I hate to sound shallow & crass, but as I grow older (I'll hit the big 3-0 by the end of '04), I find that I want to associate with better quality people--relatively educated, relatively clean-living, respectful of other's wishes & opinions, and at the least, direct & open about their issues. Believe me, I know I need to improve myself, but then again, to a certain degree, it is about the company you keep.

On a side note, someone here was very kind enough to respond to my post about finding gamers in my spot of the U.S. (see my .sig), but unfortunately work & moving into a new house has completely hampered my ability to effectively stay in contact with people. I feel like I ruined my chance with this new group because of it. If that person just so happens to read this post, I'd like to apologize for failing to keep in contact--I wouldn't blame the person (or the group) if said invitation was revoked.
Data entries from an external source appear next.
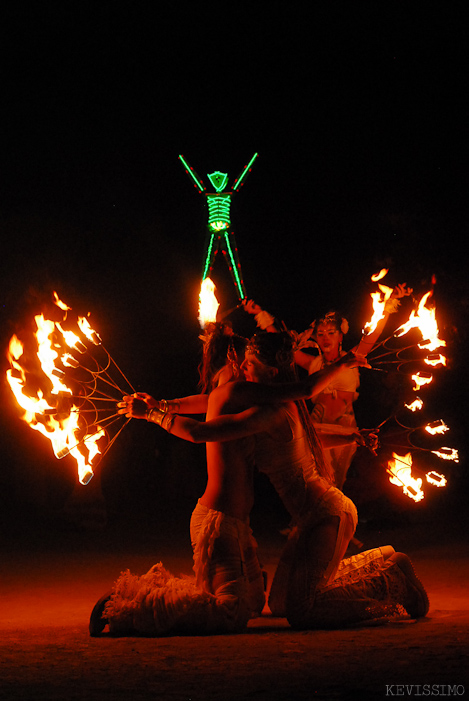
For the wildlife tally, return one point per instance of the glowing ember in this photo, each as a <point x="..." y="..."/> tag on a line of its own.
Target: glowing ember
<point x="59" y="423"/>
<point x="447" y="454"/>
<point x="380" y="275"/>
<point x="400" y="471"/>
<point x="416" y="405"/>
<point x="436" y="479"/>
<point x="379" y="300"/>
<point x="208" y="303"/>
<point x="436" y="427"/>
<point x="435" y="359"/>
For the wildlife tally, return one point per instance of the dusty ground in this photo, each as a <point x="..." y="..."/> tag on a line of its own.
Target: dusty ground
<point x="49" y="585"/>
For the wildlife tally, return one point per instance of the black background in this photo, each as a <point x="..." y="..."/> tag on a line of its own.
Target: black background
<point x="359" y="114"/>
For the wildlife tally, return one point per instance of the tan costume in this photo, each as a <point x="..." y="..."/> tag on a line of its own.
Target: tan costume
<point x="157" y="603"/>
<point x="330" y="592"/>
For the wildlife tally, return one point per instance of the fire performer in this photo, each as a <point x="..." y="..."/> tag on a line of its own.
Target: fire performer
<point x="333" y="407"/>
<point x="320" y="591"/>
<point x="229" y="586"/>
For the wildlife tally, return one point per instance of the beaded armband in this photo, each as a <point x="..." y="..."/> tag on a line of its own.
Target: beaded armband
<point x="162" y="418"/>
<point x="169" y="405"/>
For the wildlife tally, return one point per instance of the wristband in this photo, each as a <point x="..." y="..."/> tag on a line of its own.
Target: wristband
<point x="162" y="418"/>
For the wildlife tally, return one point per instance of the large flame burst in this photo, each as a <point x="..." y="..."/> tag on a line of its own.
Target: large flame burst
<point x="59" y="385"/>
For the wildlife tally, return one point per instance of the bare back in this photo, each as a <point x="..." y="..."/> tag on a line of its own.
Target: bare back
<point x="229" y="463"/>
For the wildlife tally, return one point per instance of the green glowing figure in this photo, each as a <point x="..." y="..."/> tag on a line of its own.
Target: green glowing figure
<point x="221" y="236"/>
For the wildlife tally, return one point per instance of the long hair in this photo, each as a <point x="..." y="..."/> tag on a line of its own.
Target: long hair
<point x="277" y="350"/>
<point x="220" y="346"/>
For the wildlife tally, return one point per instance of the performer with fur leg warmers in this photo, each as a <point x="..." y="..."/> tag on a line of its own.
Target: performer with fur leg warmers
<point x="313" y="586"/>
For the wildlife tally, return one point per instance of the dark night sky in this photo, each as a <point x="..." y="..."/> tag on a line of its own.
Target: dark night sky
<point x="358" y="112"/>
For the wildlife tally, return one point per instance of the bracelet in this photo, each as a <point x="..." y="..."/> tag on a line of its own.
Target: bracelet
<point x="264" y="319"/>
<point x="169" y="405"/>
<point x="162" y="418"/>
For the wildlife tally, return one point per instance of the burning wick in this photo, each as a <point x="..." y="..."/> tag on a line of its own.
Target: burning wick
<point x="399" y="469"/>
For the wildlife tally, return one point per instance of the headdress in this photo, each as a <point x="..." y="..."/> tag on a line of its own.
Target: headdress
<point x="332" y="317"/>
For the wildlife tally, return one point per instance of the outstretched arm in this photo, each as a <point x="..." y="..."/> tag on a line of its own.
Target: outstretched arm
<point x="224" y="428"/>
<point x="192" y="404"/>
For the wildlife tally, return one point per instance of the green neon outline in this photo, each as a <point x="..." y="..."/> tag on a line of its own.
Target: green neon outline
<point x="218" y="211"/>
<point x="207" y="258"/>
<point x="200" y="185"/>
<point x="244" y="173"/>
<point x="212" y="178"/>
<point x="234" y="268"/>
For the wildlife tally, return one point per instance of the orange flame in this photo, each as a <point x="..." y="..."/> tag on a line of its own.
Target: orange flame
<point x="41" y="414"/>
<point x="400" y="471"/>
<point x="416" y="405"/>
<point x="421" y="379"/>
<point x="378" y="276"/>
<point x="435" y="427"/>
<point x="448" y="454"/>
<point x="208" y="303"/>
<point x="423" y="319"/>
<point x="436" y="479"/>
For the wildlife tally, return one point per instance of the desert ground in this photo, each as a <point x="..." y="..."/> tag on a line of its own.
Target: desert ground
<point x="52" y="576"/>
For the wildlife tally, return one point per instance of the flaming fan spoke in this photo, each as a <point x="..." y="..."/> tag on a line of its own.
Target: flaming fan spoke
<point x="69" y="387"/>
<point x="420" y="354"/>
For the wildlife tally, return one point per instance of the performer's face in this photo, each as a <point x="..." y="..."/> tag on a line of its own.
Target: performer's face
<point x="328" y="338"/>
<point x="255" y="371"/>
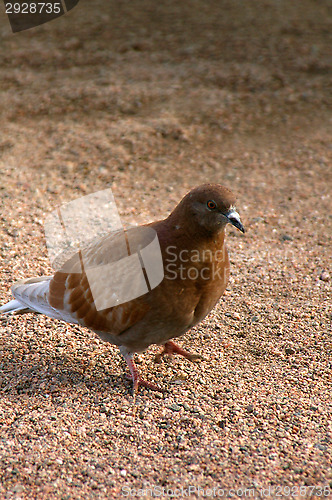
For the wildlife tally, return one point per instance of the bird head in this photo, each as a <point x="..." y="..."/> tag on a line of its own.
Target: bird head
<point x="209" y="207"/>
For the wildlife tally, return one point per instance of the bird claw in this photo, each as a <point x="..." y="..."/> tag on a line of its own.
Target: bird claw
<point x="171" y="348"/>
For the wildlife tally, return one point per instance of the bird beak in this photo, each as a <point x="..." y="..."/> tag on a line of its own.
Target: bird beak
<point x="234" y="219"/>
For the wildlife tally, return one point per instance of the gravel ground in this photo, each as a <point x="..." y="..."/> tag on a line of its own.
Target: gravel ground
<point x="151" y="100"/>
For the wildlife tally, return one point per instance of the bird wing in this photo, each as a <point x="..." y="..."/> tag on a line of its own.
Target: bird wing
<point x="86" y="282"/>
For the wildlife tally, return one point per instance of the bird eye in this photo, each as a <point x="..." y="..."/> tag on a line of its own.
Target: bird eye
<point x="211" y="205"/>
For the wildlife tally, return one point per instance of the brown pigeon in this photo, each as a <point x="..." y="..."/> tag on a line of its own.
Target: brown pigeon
<point x="183" y="274"/>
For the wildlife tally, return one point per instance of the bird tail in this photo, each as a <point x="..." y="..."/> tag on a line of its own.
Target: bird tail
<point x="25" y="296"/>
<point x="14" y="307"/>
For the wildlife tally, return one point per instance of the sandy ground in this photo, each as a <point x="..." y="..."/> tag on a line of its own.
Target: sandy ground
<point x="152" y="99"/>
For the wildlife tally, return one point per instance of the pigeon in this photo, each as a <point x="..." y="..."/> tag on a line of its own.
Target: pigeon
<point x="193" y="273"/>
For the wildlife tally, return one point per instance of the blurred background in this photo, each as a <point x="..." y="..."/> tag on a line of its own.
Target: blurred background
<point x="152" y="98"/>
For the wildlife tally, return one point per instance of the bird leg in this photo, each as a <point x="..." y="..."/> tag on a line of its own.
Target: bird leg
<point x="171" y="348"/>
<point x="137" y="380"/>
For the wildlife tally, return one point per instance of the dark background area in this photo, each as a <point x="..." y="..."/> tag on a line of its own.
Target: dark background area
<point x="152" y="99"/>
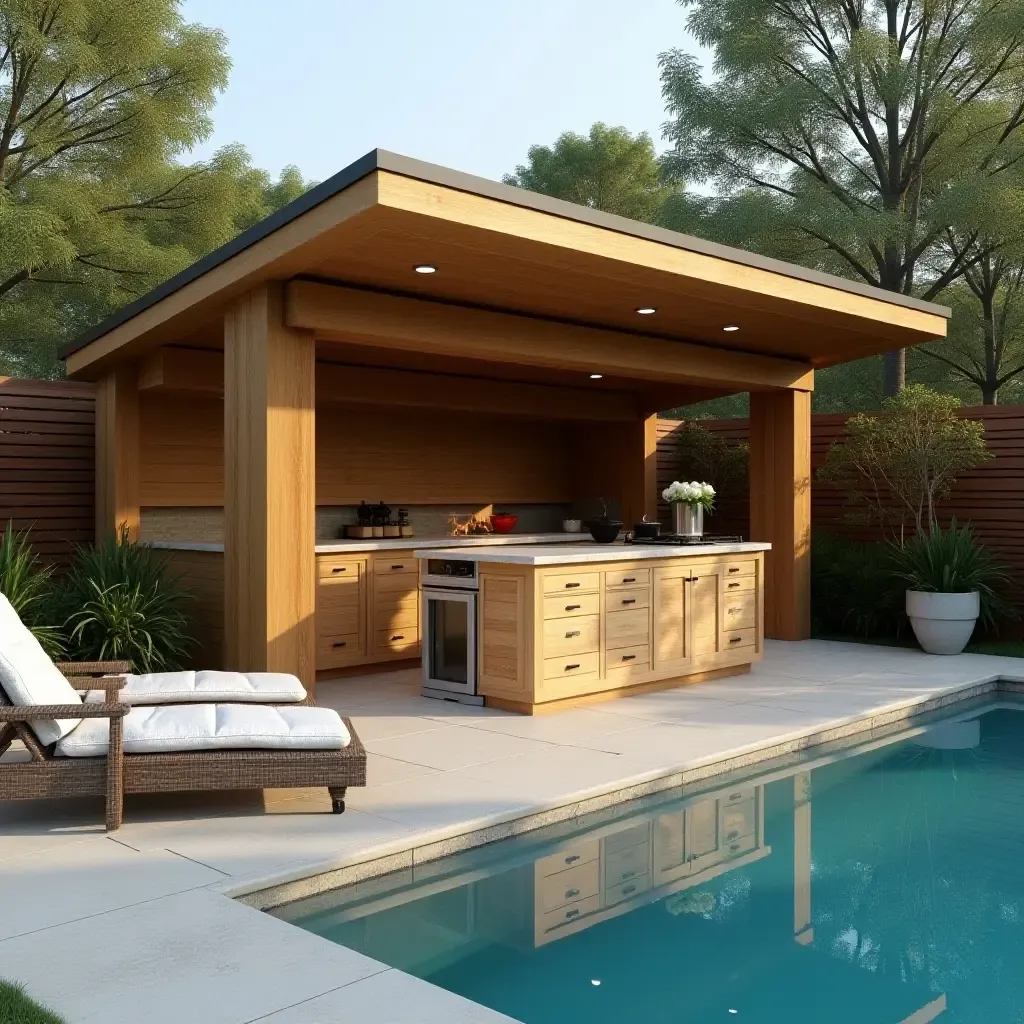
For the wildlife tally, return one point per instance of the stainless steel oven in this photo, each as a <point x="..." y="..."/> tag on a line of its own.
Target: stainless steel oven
<point x="449" y="591"/>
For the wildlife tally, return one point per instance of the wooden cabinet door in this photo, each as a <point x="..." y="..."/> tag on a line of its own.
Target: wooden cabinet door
<point x="672" y="640"/>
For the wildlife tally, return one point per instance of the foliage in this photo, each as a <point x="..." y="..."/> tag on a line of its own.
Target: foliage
<point x="896" y="466"/>
<point x="16" y="1008"/>
<point x="98" y="99"/>
<point x="852" y="588"/>
<point x="951" y="561"/>
<point x="609" y="170"/>
<point x="855" y="137"/>
<point x="122" y="603"/>
<point x="27" y="584"/>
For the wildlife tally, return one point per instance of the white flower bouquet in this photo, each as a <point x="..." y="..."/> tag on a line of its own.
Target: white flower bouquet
<point x="690" y="494"/>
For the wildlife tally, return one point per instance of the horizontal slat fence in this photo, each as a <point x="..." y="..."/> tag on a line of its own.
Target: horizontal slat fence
<point x="47" y="454"/>
<point x="991" y="498"/>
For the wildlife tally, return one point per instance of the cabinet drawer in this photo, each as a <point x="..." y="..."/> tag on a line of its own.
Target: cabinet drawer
<point x="627" y="578"/>
<point x="566" y="583"/>
<point x="573" y="635"/>
<point x="627" y="629"/>
<point x="744" y="566"/>
<point x="738" y="585"/>
<point x="626" y="864"/>
<point x="566" y="914"/>
<point x="627" y="839"/>
<point x="627" y="890"/>
<point x="569" y="886"/>
<point x="738" y="820"/>
<point x="627" y="598"/>
<point x="628" y="657"/>
<point x="335" y="567"/>
<point x="394" y="561"/>
<point x="338" y="620"/>
<point x="334" y="650"/>
<point x="569" y="856"/>
<point x="733" y="639"/>
<point x="579" y="604"/>
<point x="400" y="639"/>
<point x="569" y="666"/>
<point x="395" y="584"/>
<point x="739" y="612"/>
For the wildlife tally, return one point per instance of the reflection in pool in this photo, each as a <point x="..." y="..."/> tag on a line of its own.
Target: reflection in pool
<point x="881" y="885"/>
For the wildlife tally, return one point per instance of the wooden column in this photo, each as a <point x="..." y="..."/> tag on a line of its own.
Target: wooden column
<point x="269" y="489"/>
<point x="117" y="453"/>
<point x="780" y="507"/>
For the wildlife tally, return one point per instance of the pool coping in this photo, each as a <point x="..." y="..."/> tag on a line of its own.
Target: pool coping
<point x="278" y="888"/>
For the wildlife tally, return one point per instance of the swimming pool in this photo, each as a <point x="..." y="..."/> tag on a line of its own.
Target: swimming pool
<point x="884" y="884"/>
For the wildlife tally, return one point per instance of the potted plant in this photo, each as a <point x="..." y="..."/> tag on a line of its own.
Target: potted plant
<point x="689" y="501"/>
<point x="951" y="583"/>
Well, that's my 2 bits on the matter.
 

AeroDm said:
However, the guys I game with are my good friends. The gaming basically sucks, but I have a great time getting together, eating food, drinking soda, chatting away, and so on.

Why not do just that? Drop the gaming and just get together, eat food, drink soda, chat, and so on. ;-)

But I have a similar situation: The DM doesn't make a terribly good job (but honestly, he gets better), but the character's so fun, and the others as well. Actually, I have fun despite the DM's little faults (I call that "character-focused game").
 

dreaded_beast said:
I hope it doesn't seem as if I am solely placing blame on my group for not having the amount of fun that I desire or lack thereof. I realize that I too can be the cause of my unhappiness within the group, stemming from my own personal views and differences. I guess it is my own inability to be upfront with my problems with others for fear of backlash that has caused me to feel this way.

...

Plus, I spent alot of time building up my 19th level cleric. That would be alot of Sunday afternoons that would go down the drain. :)

Well, you should indeed try to work it out. But your views are your views, and it should not cause unhappiness. Only stubborn, bitching people who don't like to are "talked back to" about their faults do that.

And compare the time you waste (to get that clr 19) by quitting with that you waste by staying. Do the math, if your future time is more important....
 

I don't think you can ever quit playing because you'll always want to play. When I don't play RPGs, I start thinking about playing them in my head.

It's always good to take a break though and enjoy other things in life though.
 

I second the break idea. It's worth just saying 'Life is busy right now, so I'm going to take a month or two off, guys.'

And get some time away. Maybe you'll look forward to it again... maybe you'll think of things with a little more distance and perspective.

And then, if you want, you come back and either say something new, or keep doing what you're doing with a new mindset.

Or, if it turns out you can't bear the idea of returning... you don't.